Post by SleepyEyes21 » Mon Aug 18, 2014 8:14 pm

Sheriff Buford wrote:Pray that you don't have sleep apnea. Have the doctor write two prescriptions (and get a copy). One for "mask of patient's choice". The other prescription should read "Resmed S9 Autoset with humidifier". Tell the doctor you want the autoset for comfort and this machine will provide you data. You can use the autoset in the cpap mode (straight air) or the autoset mode (a lower - more comfortable air pressure... until an apnea is detected, then the machine will ramp up to a higher pressure to treat the apnea. After the apnea event is treated, the machine will lower toward the comfortable pressure). Read the tabs above on what a newbie needs to know.
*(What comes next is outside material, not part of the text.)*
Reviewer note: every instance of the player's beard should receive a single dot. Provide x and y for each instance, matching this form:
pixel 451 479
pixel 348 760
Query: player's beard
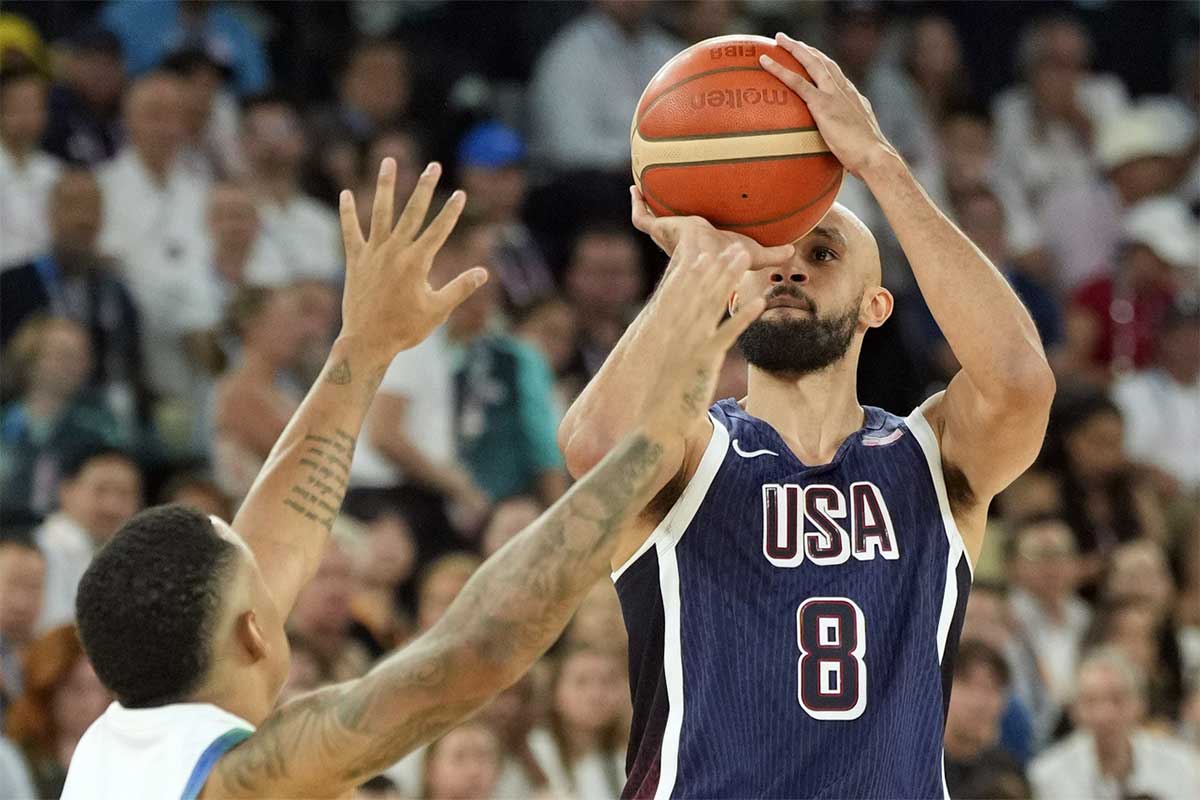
pixel 797 347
Inform yourself BEFORE getting stuck with cheap... almost useless equipment.

Sheriff
Hi Sheriff - thanks for your advice and suggestions. I will make sure I don't get a cheap "brick" for my first machine. Question: will the type of machine be limited to what my insurance will allow? (regardless, I will pay the difference to get a good machine- just curious.) Also- is 'autoset' the same as APAP? I will continue reading tabs in this forum.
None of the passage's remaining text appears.